Friday, March 28, 2014

Sanctify the Ordinary

Read a quote of Jack Canfield's last week and it still resonates with me.

"Sanctify the ordinary."

If I had to list what I do during a weekday, at first glance someone may think, "Wow, it's kind of the same every day.  How mundane!"  And if I was just looking at my day from the viewpoint of what I got "done", I'd have to agree. 

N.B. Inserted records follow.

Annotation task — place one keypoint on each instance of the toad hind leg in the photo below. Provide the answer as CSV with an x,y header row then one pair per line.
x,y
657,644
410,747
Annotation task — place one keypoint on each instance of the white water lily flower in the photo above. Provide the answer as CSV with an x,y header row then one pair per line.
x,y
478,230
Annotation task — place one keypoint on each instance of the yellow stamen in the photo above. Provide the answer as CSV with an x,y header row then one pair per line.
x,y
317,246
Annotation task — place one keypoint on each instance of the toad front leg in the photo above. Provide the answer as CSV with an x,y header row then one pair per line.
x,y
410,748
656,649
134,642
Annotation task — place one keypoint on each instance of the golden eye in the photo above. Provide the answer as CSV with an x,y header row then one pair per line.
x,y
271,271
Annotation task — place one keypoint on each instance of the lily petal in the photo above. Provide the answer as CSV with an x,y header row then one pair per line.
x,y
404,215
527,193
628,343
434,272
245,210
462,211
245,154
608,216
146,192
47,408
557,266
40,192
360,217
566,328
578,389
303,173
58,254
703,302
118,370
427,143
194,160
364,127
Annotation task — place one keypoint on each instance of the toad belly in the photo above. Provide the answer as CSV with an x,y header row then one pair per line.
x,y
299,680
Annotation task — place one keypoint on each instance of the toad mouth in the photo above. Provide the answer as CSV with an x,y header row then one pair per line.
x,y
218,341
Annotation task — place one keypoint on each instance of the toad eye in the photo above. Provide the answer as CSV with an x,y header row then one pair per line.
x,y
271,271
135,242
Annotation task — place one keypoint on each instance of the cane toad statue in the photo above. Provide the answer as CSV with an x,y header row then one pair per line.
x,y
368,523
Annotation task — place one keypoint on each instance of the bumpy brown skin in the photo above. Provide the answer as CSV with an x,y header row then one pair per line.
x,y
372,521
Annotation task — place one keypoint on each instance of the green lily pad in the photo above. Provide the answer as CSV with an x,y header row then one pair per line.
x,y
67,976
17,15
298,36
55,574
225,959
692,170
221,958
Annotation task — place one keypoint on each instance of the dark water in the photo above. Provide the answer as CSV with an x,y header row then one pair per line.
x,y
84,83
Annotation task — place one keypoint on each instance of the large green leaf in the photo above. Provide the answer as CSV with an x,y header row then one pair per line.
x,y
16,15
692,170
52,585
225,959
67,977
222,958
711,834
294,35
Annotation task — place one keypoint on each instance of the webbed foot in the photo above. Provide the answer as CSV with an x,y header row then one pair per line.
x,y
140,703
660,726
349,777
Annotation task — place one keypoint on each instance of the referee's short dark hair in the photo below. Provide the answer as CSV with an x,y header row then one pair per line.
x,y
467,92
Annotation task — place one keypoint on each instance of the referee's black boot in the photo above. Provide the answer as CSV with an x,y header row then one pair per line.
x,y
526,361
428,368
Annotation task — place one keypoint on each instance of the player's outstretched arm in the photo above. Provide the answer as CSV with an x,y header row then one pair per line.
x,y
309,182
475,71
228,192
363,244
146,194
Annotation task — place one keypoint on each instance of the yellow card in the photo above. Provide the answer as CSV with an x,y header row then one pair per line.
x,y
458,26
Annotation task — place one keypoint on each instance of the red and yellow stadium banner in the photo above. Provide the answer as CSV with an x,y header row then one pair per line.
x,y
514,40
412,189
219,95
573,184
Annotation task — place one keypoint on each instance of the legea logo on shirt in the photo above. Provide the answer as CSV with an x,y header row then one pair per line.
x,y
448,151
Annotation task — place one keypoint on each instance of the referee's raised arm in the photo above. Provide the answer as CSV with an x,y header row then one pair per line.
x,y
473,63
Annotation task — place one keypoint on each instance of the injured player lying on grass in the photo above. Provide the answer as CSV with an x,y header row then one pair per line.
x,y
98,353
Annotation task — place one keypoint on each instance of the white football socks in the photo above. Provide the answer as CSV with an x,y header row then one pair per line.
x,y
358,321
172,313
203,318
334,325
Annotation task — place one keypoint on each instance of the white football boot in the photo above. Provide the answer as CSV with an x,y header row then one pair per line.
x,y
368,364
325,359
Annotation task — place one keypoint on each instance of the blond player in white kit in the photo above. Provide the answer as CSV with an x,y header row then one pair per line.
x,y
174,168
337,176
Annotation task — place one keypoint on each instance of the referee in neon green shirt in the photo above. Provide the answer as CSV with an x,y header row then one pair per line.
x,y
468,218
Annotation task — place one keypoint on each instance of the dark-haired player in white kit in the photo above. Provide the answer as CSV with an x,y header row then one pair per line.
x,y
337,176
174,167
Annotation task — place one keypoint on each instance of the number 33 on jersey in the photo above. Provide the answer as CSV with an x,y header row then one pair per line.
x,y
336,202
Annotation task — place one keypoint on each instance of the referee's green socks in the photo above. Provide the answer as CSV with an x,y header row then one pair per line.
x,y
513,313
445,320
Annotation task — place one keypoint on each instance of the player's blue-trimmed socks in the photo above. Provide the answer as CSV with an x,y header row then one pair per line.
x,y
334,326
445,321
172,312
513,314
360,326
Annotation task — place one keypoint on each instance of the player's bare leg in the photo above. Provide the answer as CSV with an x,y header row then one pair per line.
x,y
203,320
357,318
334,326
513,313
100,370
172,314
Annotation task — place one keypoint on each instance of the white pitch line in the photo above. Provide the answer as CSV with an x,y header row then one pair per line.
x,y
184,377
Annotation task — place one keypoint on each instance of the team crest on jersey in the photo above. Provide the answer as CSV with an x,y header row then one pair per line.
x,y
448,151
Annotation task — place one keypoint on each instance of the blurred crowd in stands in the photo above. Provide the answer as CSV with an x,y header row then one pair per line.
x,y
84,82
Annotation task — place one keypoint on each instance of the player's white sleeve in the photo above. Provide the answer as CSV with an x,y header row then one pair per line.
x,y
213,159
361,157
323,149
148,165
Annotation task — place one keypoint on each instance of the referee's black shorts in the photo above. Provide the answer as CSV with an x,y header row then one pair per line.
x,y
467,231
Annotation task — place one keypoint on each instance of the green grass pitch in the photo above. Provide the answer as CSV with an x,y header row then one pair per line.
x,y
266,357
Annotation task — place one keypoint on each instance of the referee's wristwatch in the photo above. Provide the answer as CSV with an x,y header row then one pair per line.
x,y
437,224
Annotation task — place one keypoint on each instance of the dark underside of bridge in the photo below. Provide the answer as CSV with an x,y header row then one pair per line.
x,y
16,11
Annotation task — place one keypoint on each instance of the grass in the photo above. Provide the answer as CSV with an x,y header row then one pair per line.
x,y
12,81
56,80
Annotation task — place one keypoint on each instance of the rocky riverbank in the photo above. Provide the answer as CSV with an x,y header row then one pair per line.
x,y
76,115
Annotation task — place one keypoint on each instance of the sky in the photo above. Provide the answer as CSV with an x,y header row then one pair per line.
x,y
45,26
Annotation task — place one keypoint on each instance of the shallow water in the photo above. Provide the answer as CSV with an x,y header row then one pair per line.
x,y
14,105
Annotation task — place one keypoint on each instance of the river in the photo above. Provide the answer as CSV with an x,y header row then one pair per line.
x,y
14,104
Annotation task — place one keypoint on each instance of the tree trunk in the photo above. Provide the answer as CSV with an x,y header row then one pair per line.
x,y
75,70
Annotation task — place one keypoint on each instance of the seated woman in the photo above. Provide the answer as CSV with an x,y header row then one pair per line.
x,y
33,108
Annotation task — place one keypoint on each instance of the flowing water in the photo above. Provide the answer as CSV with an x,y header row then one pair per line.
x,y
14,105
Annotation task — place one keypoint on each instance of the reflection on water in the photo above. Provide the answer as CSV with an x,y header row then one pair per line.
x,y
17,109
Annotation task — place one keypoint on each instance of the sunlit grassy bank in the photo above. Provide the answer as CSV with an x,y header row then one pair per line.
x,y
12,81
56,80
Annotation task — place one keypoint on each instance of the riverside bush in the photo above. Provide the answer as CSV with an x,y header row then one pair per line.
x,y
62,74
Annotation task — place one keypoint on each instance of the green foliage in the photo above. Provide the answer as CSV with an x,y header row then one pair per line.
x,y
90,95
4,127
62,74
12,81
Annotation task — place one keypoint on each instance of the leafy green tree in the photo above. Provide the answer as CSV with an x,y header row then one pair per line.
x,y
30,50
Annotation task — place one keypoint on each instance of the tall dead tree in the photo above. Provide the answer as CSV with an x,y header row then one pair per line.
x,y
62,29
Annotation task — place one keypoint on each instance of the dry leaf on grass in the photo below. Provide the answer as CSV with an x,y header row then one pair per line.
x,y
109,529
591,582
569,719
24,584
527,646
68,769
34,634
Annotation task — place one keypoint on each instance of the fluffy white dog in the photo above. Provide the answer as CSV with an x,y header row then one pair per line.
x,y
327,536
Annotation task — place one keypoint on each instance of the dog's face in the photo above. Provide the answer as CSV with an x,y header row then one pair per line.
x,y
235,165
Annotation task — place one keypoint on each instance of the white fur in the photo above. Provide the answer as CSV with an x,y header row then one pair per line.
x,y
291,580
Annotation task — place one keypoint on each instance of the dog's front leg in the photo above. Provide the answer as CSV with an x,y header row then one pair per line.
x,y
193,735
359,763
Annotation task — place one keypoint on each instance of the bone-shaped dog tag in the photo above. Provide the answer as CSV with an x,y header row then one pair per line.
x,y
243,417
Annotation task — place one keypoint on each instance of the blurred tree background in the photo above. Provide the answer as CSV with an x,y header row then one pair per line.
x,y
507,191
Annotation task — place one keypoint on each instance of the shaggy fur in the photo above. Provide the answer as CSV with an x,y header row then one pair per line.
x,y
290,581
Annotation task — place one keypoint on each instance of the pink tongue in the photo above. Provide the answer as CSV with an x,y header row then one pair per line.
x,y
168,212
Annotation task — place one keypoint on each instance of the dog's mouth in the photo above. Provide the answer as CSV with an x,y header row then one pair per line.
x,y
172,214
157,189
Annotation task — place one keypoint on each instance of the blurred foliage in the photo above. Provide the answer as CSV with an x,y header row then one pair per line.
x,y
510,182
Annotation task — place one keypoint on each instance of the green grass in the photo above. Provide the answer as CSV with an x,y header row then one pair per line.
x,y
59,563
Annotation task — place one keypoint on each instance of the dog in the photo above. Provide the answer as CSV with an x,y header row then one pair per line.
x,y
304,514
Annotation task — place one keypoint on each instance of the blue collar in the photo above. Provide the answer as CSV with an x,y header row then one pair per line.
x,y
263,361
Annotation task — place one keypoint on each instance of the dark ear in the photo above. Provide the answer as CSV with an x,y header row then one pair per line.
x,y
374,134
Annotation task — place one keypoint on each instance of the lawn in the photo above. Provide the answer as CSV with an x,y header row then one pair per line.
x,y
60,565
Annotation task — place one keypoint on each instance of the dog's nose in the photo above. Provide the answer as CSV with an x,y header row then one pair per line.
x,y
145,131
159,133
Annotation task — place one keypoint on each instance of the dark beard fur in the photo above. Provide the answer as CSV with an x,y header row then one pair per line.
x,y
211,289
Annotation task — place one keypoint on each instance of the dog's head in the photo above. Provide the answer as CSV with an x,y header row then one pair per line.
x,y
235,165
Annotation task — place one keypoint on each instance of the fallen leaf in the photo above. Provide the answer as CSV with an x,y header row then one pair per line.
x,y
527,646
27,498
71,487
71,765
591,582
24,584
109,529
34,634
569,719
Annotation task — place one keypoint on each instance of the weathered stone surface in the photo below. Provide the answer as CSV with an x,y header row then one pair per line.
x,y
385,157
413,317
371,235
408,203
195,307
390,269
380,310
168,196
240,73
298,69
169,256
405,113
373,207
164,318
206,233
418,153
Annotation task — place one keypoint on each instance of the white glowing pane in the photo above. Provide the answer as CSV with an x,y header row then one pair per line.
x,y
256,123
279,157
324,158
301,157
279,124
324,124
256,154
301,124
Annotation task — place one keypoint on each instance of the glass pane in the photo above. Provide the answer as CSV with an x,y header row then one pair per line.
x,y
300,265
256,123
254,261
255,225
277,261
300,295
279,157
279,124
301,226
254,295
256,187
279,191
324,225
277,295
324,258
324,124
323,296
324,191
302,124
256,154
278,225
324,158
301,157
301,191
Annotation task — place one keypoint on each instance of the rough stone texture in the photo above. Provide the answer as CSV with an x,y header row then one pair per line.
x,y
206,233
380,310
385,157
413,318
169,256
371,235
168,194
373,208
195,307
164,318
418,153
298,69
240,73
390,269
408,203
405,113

But within all the ordinary of my day (and there is a lot of it) are the truly joyful moments that will be memories I cherish.  Listening to Dominic singing "Hey Soul Sister" in the backseat, watching his little face light up when I look him in the eyes and tell him I love him, sitting next to Isabella at night reading aloud some of my favorite childhood books, and the three of us happily pulling weeds in our very own veggie garden in the late afternoon.  These are the beautiful moments that sanctify my ordinary.

Sunday, March 9, 2014

Hard Times

I want to capture these memories of D.  He got his first band aid on his forehead thanks to splitting his forehead on the corner of a stool.  He calls this a "ba-boo".  Next, he likes to announce daily routines such as, "After sleepie-sleepie, I eat the fruita downstairs."  He requires that you repeat back what he says to ensure you understand.  He's all about music.  He loves his music class and picks up lyrics and notes of favorite songs on the radio.  He sings along and recognizes tunes without lyrics.  He may be the next American Idol for all I know.  This boy knows his cars (bat-bats).  While we are driving, he can point out cars which are the same model as my car, Daddy's car and Bubbi and Bobbi's car even if they are a different color.  Pretty observant and impressive.

My back was injured back on February 6th.  That's why I haven't posted.  Suffered greatly for a month until I insisted on an MRI which came back with two herniated discs, one of which is pushing on a few nerve roots.  Yes and that's exactly what it feels like.  Extreme pain...nose running, eye watering pain and this from someone who made it through 30 hours of labor med-free with 3 hours of pushing.  At least there was a reward at the end and I knew it would end sometime.  This pain has been over a month, 24/7, making my D. feel upset because I couldn't hold him like I normally do.  That's when I got mad and started demanding that something start happening to fix this.  Enough is enough.  I won my primary care doctor over and she and I have been working together to try to move things along for pain relief and ultimate healing.  It's going to be an uphill battle with the insurance climate these days but I'm cautiously hopeful.

On a very sad note, a long time friend of mine's wife died this week from pancreatic cancer.  We used to be so close but for the last couple of years it's truly been hit or miss.  I understood that he had a lot going on  but when someone says they'll call me right back when I call on their birthday and they don't call for 5 months, something's up.  To put things in perspective, this guy was my best friend back in the day and even after I. was born, we would meet every so often for coffee to catch up.  However, his wife was diagnosed with cancer right at the same time D. was born - the last time we saw each other was 2 months before he was born.  When I would talk to him, he'd say we have to get together for coffee/lunch but it never happened.  D. will be 3 this year and neither of my 2 remaining guy friends has ever met him.  Kind of hurts.  But I got off on my own tangent while the point was that my friend lost his wife tragically.  Their youngest boy is graduating from high school in June.  It just makes me so sad for their sons and for my friend.  I'll send them a card and say a prayer for them.